The presentation of 13 improvised tricycle ambulances by MAZA to help improve healthcare delivery in the Chereponi District of the Northern Region has come as an answer to the yawning gap of providing patients with fast, timely and reliable transportation to health facilities.
*One of the 13 tricycle ambulance at the launch.
Access to Urgent Health Care
In most rural areas of Ghana, studies indicate that sick people trying to urgently get to hospitals or health facilities, face obstacles such as long distances of about 30 kilometres or more that takes over four hours to cross. Some of these routes and paths, which are impassable roads, with few motorized vehicles and unreliable transportation service, come at a high price.

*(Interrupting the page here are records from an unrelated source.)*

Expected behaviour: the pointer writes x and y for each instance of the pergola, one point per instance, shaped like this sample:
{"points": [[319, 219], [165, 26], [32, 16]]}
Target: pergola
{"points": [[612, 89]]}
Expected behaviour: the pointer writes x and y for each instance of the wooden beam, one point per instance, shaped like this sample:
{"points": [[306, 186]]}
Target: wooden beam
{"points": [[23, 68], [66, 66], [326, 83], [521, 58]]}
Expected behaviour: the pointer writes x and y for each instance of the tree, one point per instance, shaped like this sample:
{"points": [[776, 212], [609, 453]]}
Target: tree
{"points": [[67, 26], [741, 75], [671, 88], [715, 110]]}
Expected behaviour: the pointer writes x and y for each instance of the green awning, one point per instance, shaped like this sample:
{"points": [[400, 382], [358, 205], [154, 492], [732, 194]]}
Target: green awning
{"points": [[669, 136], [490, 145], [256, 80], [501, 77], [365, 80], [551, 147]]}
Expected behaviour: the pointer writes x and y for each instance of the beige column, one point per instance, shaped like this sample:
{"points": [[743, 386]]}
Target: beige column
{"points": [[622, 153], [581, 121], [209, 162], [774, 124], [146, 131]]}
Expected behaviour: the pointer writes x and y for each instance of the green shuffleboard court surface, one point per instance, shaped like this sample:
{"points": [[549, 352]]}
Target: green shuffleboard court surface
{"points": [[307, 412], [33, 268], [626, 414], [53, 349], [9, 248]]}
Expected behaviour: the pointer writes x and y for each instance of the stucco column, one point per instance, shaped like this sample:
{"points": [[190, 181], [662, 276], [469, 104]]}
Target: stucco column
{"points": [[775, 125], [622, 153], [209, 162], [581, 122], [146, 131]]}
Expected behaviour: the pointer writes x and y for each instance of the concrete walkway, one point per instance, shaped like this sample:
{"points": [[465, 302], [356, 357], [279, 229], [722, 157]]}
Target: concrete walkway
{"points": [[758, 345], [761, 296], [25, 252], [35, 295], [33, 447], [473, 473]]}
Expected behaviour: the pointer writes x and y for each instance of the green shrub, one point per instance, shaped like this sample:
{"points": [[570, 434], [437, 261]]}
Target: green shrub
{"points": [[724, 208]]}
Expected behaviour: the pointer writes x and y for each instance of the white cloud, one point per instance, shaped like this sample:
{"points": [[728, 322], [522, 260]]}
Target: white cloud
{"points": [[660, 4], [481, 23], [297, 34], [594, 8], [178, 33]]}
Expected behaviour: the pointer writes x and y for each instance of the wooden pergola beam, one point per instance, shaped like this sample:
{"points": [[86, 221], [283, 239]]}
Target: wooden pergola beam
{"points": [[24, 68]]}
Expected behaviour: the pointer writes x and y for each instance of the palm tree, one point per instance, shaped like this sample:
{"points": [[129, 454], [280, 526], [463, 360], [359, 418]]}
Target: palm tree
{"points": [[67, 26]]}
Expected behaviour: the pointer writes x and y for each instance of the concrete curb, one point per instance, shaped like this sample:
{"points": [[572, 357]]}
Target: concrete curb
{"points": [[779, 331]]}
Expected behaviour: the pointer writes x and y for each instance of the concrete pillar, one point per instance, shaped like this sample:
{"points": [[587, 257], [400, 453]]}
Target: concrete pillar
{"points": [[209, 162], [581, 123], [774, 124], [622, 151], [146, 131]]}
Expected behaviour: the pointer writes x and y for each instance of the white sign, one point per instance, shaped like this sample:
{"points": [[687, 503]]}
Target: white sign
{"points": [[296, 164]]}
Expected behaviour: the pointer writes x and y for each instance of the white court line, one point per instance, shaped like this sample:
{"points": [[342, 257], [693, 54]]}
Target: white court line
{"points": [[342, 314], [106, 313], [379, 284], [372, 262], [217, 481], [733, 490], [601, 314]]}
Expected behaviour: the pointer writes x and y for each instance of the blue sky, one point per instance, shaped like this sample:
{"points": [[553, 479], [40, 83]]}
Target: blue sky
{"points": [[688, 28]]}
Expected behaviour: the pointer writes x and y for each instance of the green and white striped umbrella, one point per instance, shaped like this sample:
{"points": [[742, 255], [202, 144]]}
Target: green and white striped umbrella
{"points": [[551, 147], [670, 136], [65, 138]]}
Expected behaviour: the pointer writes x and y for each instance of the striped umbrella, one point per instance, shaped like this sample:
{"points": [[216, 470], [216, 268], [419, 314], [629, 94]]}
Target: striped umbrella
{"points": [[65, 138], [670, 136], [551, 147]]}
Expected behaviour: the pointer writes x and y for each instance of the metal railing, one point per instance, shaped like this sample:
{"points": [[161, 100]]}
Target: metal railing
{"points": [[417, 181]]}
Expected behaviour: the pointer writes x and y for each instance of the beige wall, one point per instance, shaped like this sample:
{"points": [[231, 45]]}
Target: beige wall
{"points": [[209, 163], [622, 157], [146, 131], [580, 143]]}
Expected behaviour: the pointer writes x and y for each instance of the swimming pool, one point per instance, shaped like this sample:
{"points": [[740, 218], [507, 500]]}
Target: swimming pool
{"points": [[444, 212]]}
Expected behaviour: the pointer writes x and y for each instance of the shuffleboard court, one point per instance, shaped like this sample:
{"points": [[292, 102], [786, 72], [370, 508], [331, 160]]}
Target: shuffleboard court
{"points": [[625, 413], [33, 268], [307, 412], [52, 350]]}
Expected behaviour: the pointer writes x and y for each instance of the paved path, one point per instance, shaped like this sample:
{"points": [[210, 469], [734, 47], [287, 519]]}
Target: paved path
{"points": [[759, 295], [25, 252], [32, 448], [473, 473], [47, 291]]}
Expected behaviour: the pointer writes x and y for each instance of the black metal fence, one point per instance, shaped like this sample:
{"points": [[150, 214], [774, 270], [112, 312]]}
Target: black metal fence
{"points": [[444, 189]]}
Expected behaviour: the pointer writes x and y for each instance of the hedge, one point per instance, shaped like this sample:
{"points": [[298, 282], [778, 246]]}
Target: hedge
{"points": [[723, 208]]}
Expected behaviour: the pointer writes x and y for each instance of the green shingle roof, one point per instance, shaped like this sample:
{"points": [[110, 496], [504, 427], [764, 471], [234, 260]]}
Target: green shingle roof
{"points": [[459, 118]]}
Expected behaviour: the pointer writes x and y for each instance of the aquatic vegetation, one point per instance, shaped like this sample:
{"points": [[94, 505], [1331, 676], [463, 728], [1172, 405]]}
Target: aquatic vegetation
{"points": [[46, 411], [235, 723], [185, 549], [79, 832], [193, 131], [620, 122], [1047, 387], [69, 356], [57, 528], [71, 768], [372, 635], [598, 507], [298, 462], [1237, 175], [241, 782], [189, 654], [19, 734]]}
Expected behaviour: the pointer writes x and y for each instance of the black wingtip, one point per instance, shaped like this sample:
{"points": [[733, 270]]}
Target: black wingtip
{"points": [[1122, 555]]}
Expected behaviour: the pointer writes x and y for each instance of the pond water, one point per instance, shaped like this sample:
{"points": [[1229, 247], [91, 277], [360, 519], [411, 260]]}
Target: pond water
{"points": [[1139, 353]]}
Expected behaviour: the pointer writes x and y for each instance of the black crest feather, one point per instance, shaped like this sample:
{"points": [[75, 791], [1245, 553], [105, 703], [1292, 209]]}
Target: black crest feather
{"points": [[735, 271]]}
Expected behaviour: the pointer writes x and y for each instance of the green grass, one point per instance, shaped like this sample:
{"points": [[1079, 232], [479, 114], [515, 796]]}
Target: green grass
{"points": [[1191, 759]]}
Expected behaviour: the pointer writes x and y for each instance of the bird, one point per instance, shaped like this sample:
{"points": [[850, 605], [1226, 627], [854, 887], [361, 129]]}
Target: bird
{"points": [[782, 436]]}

Often time, the lack of money to pay for appropriate scares transportation, further compounds the conditions of the patient and delays the time by which they get to the health facilities.
According to health experts the phenomenon is one of the most crucial root causes of the disparity of urban-rural premature deaths in Ghana, especially for the most vulnerable members of the population including pregnant women and infants.
Thus MAZA’s initiative, which seeks to reduce the incidence of such preventable deaths by providing an innovative social enterprise transportation solution at the community level that is safe, accessible, affordable and reliable, has come as an answered prayer to the many rural dwellers.
What is MAZA?
MAZA is a Hausa word which means quickly. The initiative basically focuses on establishing a transportation network for urgent health care needs in remote areas of Ghana, while creating income-generating opportunities for drivers, traders and farmers.
With the commencement of operation of motorized passenger tricycles in Chereponi District to serve the health needs of most of the 53,000 population size of the district, MAZA has a vision and prospect to scale up to cover more communities in the next few years, and extend its services to other rural districts in Ghana.
The 13 tricycle ambulances, worth GH¢104,000, will no doubt help bridge the gap between patients urgently in need of healthcare and healthcare providers trying to provide life-saving care to patients in time.
The vehicles are multi-purpose by design to meet the immense transportation needs of the rural communities and ensure reliability of the health transportation service through mobile technology and a roster system for drivers.
* A pictorial steps of how the Ambulance will operate
According to Dr. Nana A. Y. Twum-Danso, Founder and Chief Executive Officer of MAZA the introduction of the tricycle ambulances, to transport patients in remote rural communities would make it possible for people to access health care at the health posts in the district on time.
She explained that the operation of the ambulances which would be based at the community level would complement the work of the National Ambulance Service (NAS) by positioning its vehicles in the communities.
Dr. Twum-Danso, bemoaned the burden sick people trying to access health facilities in remote areas faced, in covering long distances, using impassable roads, few motorised vehicles, unreliable transportation services and lack of money to pay for appropriate transportation. These challenges sometimes cause avoidable complications and deaths, if patients in these areas received timely means of transport to the health facilities.
Hajia Mary Nakobu, Chereponi District Chief Executive, said most of the maternal and infant mortalities in the district occurred as a result of lack of transportation to get the expectant mothers and infants to the health centres.
She expressed the hope that the MAZA ambulances would help improve the health needs of the people in the district, particularly those living in communities far from the district capital.
The Chereponi District Health Director, Dr Stephen Dadia, commended MAZA for the initiative and expressed optimism that would contribute greatly to reducing infant and maternal deaths in the district.
Dr. Anita Appiah, who represented the National Catholic Health Service also commended efforts of MAZA to reduce avoidable deaths (including maternal and infants death) and bring healthcare to the door steps of the people.
To achieve its vision, Maza continues to partner with the Ghana Health Service, Chereponi District Health Administration and the District Assembly, National Ambulance Service and National Catholic Health Service, as well as the Ministry of Health, Ministry of Gender, Children and Social Protection. Others include development partners, local chiefs, opinion leaders, and other community members.